Suppose I show you this tree and we sit there for a while, couple of sandwiches, maybe a little whiskey, and we keep an eye on things. We see the little buds form, these solid gold leaves. Every once in a while we pry one open and we can see tiny little gears growing inside. Springs sprouting and coiling up. Those gears shift and grow and converge in a gear train. After a period of time, although we saw each piece growing in turn, somehow we're still startled to see a complete balance oscillation system. Hey look at this, the escapement is growing. Holy shit, now it's a whole fucking watch. When we sat down for lunch, it was just this little bud.
That's a pretty cool tree.
A couple hundred years ago, archdeacon William Paley used a metaphor to "prove the existence of God," which has since been adopted by Creationists:
"In crossing a heath suppose I pitched my foot against a stone, and were asked how the stone came to be there, I might possibly answer, that for any thing I knew to the contrary it had lain there forever; nor would it, perhaps, be very easy to show the absurdity of this answer. But supposing I had found a watch upon the ground, and it should inquired how the watch happened to be in that place, I should hardly think of the answer which I had before given, that for any thing I knew the watch might have always been there."
GET IT? A rock is just a rock, it's no big deal, but if you trip over a watch you trip over evidence of a watchmaker. The watch by its nature implies the existence of a watchmaker.
Except there's this tree, right.
Because Paley was writing before Darwin, before molecular biology, before paleontology, before DNA. He correctly identified one of the mysteries of biology -- how did all this shit get here? But his solution comes up wanting given what we know now. To be fair to Paley -- because it's not his fault what people do when quoting him -- it's very unlikely he would make the same argument today.
There's this tree, and you can watch the watch, man, you can see the watch forming now. It's not some crazy complicated object you tripped over crossing a heath, some magical watch from the ether. Our science got better. We have more data now and better tools for looking at the world.
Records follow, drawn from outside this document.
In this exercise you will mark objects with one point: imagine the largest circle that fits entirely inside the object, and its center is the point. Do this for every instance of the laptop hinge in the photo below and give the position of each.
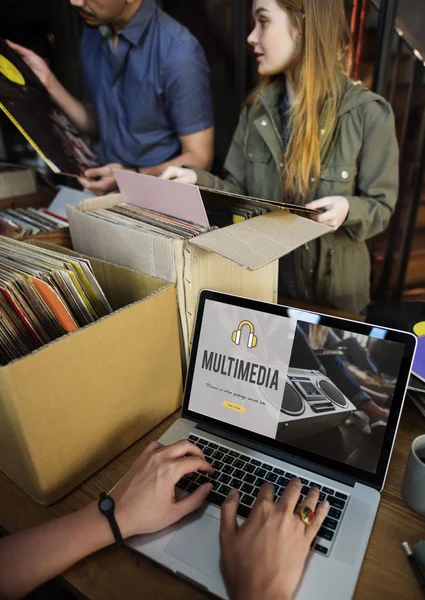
(280, 455)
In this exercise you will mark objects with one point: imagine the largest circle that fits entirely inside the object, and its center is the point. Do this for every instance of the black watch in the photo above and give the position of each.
(107, 506)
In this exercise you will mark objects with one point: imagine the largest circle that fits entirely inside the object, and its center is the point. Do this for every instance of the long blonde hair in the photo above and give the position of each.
(323, 53)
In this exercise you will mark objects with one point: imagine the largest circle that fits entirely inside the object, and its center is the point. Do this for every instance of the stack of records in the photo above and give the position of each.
(150, 221)
(43, 295)
(21, 222)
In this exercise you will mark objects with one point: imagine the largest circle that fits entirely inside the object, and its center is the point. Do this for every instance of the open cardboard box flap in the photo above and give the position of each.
(257, 242)
(251, 244)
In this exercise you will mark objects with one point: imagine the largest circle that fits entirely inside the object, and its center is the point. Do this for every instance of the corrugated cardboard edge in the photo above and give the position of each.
(257, 242)
(114, 251)
(9, 407)
(17, 182)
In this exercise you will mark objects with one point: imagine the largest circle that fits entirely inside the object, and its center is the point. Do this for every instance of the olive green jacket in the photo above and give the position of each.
(361, 166)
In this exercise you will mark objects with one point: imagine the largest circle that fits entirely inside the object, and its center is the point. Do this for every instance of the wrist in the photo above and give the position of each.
(52, 85)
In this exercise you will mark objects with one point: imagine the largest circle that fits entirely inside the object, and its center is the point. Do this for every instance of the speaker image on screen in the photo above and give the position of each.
(332, 392)
(311, 404)
(292, 403)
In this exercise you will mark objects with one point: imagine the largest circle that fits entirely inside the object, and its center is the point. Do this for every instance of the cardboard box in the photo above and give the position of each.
(73, 405)
(239, 259)
(17, 182)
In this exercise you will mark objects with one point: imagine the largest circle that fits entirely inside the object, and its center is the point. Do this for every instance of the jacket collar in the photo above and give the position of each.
(271, 95)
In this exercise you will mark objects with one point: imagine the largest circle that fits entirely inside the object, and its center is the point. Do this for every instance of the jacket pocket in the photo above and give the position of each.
(337, 180)
(344, 273)
(260, 172)
(254, 155)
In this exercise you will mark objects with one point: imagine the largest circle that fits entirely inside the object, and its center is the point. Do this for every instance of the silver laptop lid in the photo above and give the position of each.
(299, 384)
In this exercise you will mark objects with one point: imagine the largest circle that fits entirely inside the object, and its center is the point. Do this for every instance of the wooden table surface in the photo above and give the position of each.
(117, 573)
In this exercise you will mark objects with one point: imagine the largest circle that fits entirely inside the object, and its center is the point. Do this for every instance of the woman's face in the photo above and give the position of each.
(274, 38)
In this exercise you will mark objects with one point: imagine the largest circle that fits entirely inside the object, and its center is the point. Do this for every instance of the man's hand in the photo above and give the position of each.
(105, 179)
(264, 558)
(144, 498)
(35, 63)
(180, 174)
(336, 212)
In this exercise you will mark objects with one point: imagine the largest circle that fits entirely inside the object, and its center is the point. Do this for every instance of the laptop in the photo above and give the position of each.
(272, 393)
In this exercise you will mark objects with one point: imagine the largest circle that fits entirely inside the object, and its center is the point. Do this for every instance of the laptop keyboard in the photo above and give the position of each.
(246, 474)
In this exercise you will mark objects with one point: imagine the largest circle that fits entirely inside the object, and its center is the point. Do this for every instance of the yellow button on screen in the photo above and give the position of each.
(10, 71)
(233, 406)
(419, 329)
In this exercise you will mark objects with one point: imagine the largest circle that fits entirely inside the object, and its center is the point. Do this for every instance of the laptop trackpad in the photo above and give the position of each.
(197, 544)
We've figured out germs and meteors, and the moon turns out to be this big dusty rock that we can fly to. We don't cling to our pre-scientific understandings of astronomy or medicine, and there's no value in clinging to Paley's inability to explain a watch.
Rejecting evolution requires freezing your scientific knowledge in the 18th century. Ignorance is the kindest word for it. If you believe in a God who's responsible for the universe's existence, how on earth do you justify remaining intentionally blind to the way that universe works? Especially when it comes to something as awesome and impressive as evolution -- the miraculous workings of which surely count to God's credit, if you really do believe in God.
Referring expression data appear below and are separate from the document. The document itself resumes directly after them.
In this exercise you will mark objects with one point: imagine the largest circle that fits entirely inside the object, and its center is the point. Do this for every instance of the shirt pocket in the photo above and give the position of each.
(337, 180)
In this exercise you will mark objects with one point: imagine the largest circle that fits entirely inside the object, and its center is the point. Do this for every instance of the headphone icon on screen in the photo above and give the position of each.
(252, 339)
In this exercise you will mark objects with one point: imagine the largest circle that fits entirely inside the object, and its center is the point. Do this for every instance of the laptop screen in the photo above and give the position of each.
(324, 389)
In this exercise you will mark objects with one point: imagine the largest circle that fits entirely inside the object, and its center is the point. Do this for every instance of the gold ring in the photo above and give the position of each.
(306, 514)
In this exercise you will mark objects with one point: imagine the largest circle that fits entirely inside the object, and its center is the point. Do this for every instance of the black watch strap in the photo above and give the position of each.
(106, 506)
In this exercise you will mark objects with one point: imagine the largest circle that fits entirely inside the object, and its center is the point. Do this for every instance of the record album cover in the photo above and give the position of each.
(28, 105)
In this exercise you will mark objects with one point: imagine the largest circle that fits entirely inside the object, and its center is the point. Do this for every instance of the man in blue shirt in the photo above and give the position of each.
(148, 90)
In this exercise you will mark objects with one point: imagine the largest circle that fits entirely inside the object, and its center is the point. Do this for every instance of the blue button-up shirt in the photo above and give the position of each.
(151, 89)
Am I questioning the legitimacy and sincerity of the faith of people who can only believe in God by dismissing science, people who are so certain that scientific understanding threatens faith and belief in God?
Little bit.
The problem isn't just the Creationists, it's the fact that even religious people who accept the truth of evolution -- and really, Americans in general regardless of their ism -- tend to shy away from any specifics about evolution. I don't think I could get an overview of the modern synthesis out of many of the the graduate-degree-holding people I know, at least the non-biologists. I'm not certain how many of the people I know could even recall the term "modern synthesis" without prompting. And I know a lot of smart, smart people. This is not about not being smart. This is about avoiding certain streets without good reason.
Evolution is the biography of life. It's literally our heritage, and certainly as important to understanding the story of ourselves as the shot heard round the world and Joseph's technicolor dreamcoat. Deliberate ignorance is never an acceptable thing to make sacred, but ignorance about this, about the functioning of the world and life itself? Fuck that.
Meanwhile, it turns out that insects are evolving into watches, so hang that from your fob and wind it.